The Old Labour-Pricing Model Won’t Work
The GCC value pitch rests on one number: the total cost of an Indian full-time employee versus the same role at the parent’s headquarters. Cost-per-task makes that number irrelevant.
If a task can be completed end-to-end by an agent fleet for a few cents in computing cost and a small share of a supervisor's time, the parent does not care whether the human alternative would have cost ten dollars an hour in Bengaluru or eighty in New Jersey.
The relevant comparison is no longer human-to-human across geographies. It is human-to-agent within the same task.
A GCC contact centre supporting a global retailer might run at twelve to fifteen dollars per resolved customer query in India, against thirty-five to forty at the parent. The cost gap looks healthy.
However, once an agent fleet handles routine queries at well under a dollar per resolved case, the GCC's twelve-dollar number is no longer competitive against the parent's own internal alternative. This is structurally different from every previous shift the Indian services sector has absorbed. Each prior transition still required armies of people. The agentic transition does not.
GCCs Aren’t In The Room
Decisions over architecture, platform selection, governance design, and operating model are all being made by Accenture, Deloitte, PricewaterhouseCoopers, KPMG, McKinsey and Boston Consulting Group in conversations with the parent's C-suite. The GCC is rarely in the room.
The Indian IT services majors that delivered the previous offshoring wave — TCS, HCLTech, Cognizant, Capgemini — are on Google's named partner list and might get a share of the build phase. The GCCs are not on that list. They are being asked to run someone else's design without the client relationship or procurement contract that an IT services firm at least retains.
What Next?
The sector might keep growing in revenue as parent enterprises themselves are growing, the highest-value work is migrating, and the most strategic GCCs are becoming more central. But the headcount story and the revenue story will decouple sharply.
A typical 4,000-person banking GCC will likely be a 2,400-to-2,800-person operation by 2028. Routine finance work, basic technology support, basic compliance and KYC will shrink hard. But three areas will grow: data engineering and AI infrastructure, agent governance and observability, and a small but rising population of senior subject-matter experts who supervise the agents and own the judgement calls that remain.
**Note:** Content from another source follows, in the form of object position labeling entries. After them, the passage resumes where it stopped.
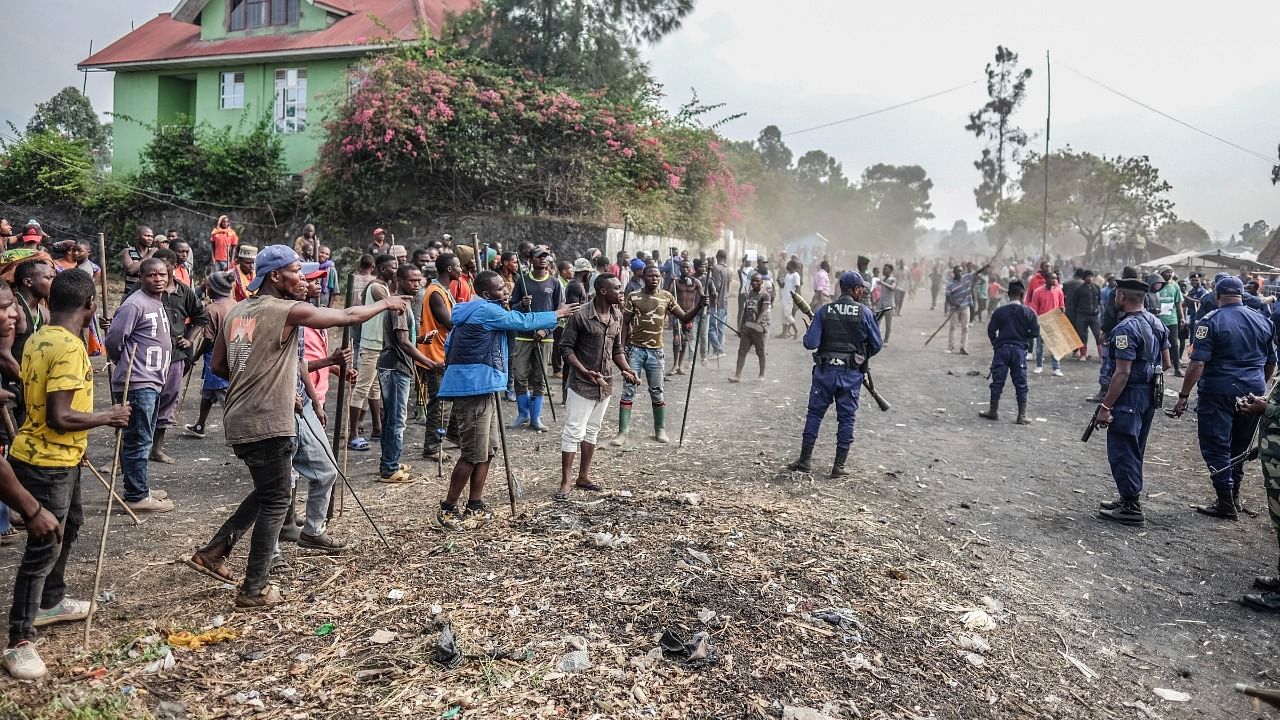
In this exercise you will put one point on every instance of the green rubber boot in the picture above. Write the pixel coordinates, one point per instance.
(659, 419)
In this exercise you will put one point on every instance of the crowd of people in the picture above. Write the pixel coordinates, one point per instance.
(449, 332)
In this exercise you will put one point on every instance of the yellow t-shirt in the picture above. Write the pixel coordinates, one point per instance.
(54, 360)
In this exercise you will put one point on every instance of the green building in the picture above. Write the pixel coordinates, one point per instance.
(229, 62)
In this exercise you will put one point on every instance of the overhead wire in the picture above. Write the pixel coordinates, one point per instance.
(1166, 115)
(881, 110)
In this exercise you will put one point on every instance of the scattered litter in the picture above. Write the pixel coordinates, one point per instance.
(447, 648)
(700, 556)
(973, 642)
(792, 712)
(696, 652)
(159, 665)
(383, 637)
(574, 661)
(195, 642)
(612, 541)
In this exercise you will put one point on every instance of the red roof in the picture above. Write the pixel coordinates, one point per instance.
(164, 40)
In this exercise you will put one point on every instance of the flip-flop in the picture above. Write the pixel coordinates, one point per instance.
(209, 572)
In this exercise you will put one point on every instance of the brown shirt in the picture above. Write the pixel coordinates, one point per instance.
(594, 340)
(264, 370)
(648, 315)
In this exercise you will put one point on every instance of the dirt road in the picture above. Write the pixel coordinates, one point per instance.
(951, 527)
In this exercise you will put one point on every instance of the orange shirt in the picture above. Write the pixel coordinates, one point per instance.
(433, 350)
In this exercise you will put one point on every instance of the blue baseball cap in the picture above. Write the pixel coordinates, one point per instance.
(270, 259)
(851, 279)
(1229, 286)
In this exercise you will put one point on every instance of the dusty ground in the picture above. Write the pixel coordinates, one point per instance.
(946, 514)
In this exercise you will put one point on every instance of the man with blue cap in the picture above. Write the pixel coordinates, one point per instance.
(844, 336)
(257, 350)
(1234, 355)
(1137, 351)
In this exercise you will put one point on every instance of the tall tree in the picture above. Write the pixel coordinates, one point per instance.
(773, 153)
(1183, 235)
(992, 123)
(71, 114)
(592, 44)
(1091, 195)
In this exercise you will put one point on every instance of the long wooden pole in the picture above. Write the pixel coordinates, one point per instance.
(101, 259)
(110, 497)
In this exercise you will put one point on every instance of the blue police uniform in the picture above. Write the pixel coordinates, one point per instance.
(1134, 338)
(1011, 329)
(1235, 343)
(844, 333)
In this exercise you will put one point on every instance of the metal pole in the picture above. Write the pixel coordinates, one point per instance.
(341, 401)
(101, 258)
(1048, 117)
(693, 368)
(506, 458)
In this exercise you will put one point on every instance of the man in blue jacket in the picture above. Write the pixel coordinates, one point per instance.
(476, 363)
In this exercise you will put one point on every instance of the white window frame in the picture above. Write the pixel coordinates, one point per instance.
(231, 95)
(291, 100)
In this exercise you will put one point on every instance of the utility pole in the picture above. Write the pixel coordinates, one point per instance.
(1048, 118)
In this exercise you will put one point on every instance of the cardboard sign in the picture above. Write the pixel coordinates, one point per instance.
(1057, 333)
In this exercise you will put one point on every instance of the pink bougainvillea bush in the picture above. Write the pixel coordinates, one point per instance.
(426, 130)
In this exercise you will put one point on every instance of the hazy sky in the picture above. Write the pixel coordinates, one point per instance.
(809, 62)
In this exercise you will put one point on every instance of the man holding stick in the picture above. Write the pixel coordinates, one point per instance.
(257, 351)
(46, 458)
(475, 370)
(592, 342)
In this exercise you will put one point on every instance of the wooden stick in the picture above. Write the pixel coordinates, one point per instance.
(110, 497)
(112, 490)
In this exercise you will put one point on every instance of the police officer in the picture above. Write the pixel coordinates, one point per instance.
(1137, 352)
(1234, 355)
(844, 336)
(1011, 329)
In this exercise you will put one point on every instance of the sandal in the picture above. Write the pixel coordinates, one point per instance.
(266, 598)
(397, 477)
(216, 573)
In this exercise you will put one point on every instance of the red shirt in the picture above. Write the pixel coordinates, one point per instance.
(1046, 299)
(223, 240)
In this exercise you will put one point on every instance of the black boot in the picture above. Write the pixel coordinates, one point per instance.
(1127, 513)
(992, 413)
(837, 468)
(1264, 601)
(291, 531)
(1224, 506)
(805, 463)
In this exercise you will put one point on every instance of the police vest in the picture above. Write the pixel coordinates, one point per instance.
(842, 331)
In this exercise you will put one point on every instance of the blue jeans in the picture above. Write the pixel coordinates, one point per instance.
(396, 388)
(649, 361)
(716, 329)
(137, 441)
(1040, 355)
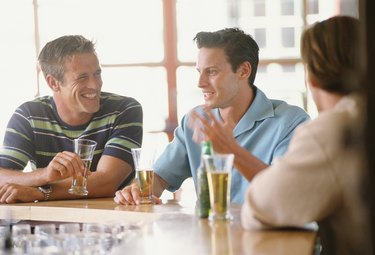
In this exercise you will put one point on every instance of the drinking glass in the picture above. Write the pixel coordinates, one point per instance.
(85, 148)
(219, 168)
(144, 167)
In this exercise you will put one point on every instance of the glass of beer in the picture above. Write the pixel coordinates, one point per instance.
(144, 167)
(85, 148)
(219, 168)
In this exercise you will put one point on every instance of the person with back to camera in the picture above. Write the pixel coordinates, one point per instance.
(321, 177)
(42, 131)
(227, 65)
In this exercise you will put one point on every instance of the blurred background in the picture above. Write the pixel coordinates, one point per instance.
(147, 51)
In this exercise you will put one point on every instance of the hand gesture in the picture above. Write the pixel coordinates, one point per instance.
(220, 133)
(13, 193)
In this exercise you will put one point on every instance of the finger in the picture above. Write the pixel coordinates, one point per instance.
(156, 199)
(72, 162)
(135, 195)
(119, 198)
(59, 164)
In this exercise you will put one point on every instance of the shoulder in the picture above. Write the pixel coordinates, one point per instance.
(283, 109)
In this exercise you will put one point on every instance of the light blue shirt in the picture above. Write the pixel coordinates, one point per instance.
(265, 130)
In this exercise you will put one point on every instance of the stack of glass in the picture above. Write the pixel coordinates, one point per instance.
(64, 239)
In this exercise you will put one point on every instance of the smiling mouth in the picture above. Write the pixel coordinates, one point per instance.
(207, 94)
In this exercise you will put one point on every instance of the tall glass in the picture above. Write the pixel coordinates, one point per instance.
(219, 168)
(144, 167)
(85, 148)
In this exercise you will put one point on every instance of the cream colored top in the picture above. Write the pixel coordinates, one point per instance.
(318, 179)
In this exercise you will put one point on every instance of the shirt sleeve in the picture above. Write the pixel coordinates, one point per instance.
(173, 164)
(18, 145)
(127, 131)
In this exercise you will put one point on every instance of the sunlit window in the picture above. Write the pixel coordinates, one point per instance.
(287, 37)
(287, 7)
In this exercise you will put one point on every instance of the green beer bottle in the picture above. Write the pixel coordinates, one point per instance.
(203, 196)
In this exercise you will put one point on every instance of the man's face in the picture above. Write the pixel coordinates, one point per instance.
(219, 84)
(82, 84)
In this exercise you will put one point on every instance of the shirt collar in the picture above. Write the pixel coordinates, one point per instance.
(261, 108)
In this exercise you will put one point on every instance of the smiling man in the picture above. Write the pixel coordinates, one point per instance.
(41, 132)
(227, 65)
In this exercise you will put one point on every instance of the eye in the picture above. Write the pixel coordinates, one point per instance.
(98, 73)
(82, 77)
(212, 71)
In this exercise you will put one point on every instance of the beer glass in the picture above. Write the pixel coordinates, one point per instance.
(219, 167)
(85, 148)
(144, 167)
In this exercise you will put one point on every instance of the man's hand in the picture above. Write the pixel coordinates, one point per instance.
(13, 193)
(130, 195)
(65, 164)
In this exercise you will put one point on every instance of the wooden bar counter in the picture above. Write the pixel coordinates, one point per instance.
(169, 228)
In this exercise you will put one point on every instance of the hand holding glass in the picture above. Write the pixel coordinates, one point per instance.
(219, 167)
(143, 162)
(85, 148)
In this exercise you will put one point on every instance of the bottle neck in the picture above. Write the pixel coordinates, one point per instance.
(206, 148)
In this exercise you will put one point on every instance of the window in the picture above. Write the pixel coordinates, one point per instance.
(287, 37)
(147, 51)
(260, 37)
(287, 7)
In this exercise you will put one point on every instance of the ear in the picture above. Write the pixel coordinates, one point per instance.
(244, 70)
(311, 81)
(53, 83)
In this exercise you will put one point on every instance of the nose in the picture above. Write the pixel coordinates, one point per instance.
(202, 81)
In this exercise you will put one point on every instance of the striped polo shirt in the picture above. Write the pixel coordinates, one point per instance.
(35, 132)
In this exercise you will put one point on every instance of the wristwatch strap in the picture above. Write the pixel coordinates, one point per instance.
(46, 190)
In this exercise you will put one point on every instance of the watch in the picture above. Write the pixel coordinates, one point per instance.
(46, 190)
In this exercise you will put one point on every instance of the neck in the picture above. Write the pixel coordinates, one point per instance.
(327, 101)
(69, 117)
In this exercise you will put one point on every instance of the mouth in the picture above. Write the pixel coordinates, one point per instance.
(90, 96)
(207, 94)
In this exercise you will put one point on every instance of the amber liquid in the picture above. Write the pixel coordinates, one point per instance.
(219, 185)
(145, 180)
(79, 183)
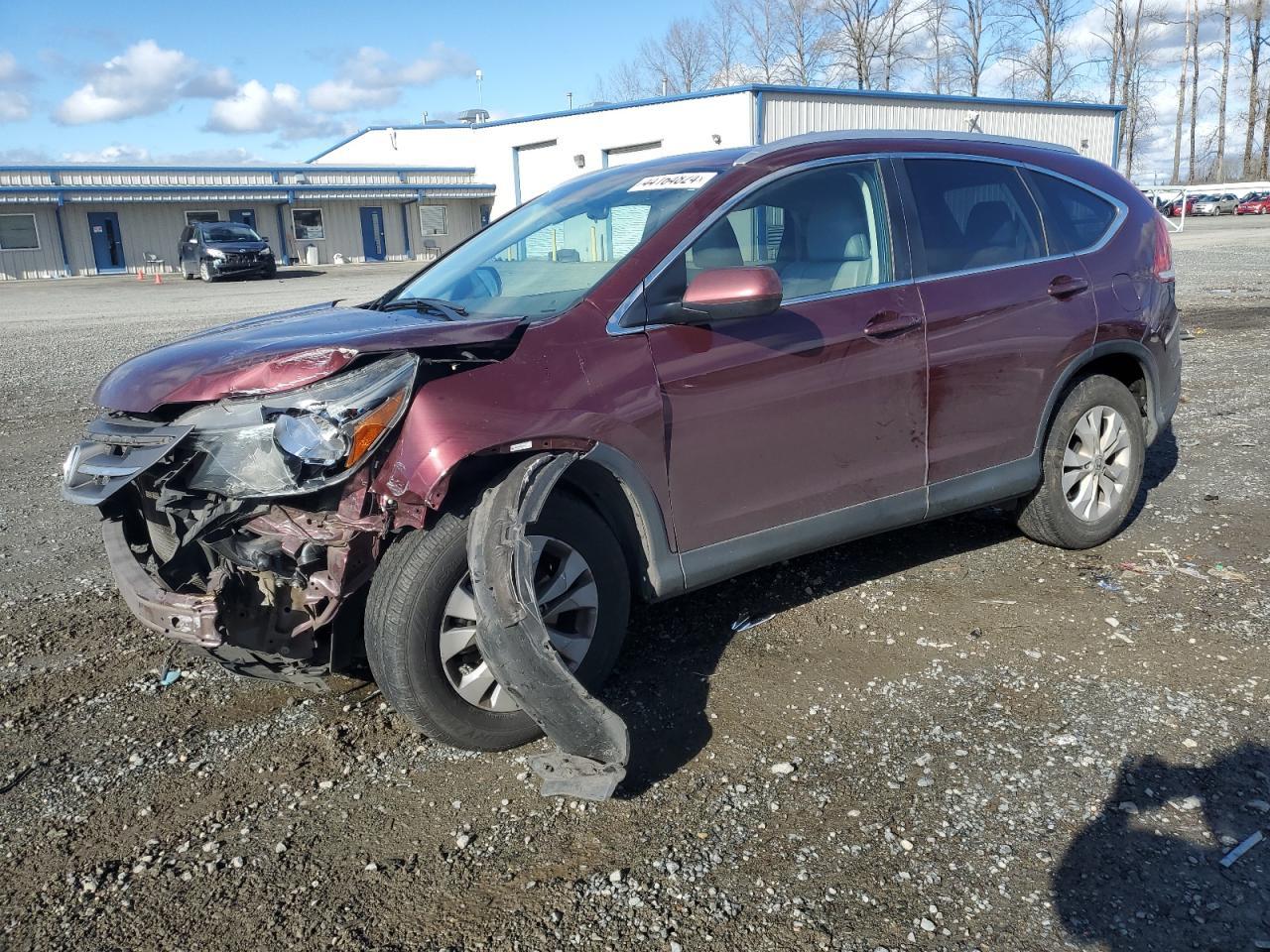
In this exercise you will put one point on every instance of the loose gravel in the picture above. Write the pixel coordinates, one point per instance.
(945, 738)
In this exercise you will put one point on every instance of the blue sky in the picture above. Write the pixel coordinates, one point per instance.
(99, 81)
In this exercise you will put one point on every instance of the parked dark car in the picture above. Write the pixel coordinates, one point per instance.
(1255, 203)
(754, 354)
(216, 249)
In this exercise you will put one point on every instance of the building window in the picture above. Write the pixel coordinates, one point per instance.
(432, 218)
(18, 232)
(307, 223)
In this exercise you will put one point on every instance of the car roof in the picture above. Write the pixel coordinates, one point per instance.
(889, 136)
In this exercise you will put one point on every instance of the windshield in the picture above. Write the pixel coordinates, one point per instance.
(229, 231)
(543, 258)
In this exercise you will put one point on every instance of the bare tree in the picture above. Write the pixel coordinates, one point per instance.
(724, 36)
(1047, 59)
(1182, 99)
(761, 26)
(979, 40)
(804, 40)
(940, 63)
(1252, 18)
(860, 39)
(681, 56)
(1219, 166)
The GCCs that get this right will own outcomes, hold decision rights in India, and feed people into the parent's C-suite. The ones that do not will quietly shrink, function by function.
Zinnov and Indiaspora's March 2026 analysis found 55% of India's GCC work in the bottom two tiers of their four-tier classification — Commodities and Procedures — directly exposed to AI displacement. The question now is how fast these can move to the other 45%, which the report calls Grey Hair and Rocket Science.
The Cloud Next signal is less about Google than the moment. The architecture of enterprise AI is being packaged into something that can be bought off the shelf. The GCC sector has to decide soon whether it wants to shape how that architecture is rolled out inside its parent enterprises, or merely operate someone else's design. The Indian IT services industry made that choice a decade late. The GCCs cannot afford the same mistake.
Dev Chandrasekhar advises corporations on multi-stakeholder narratives related to markets, valuation, governance, and doing-by-design.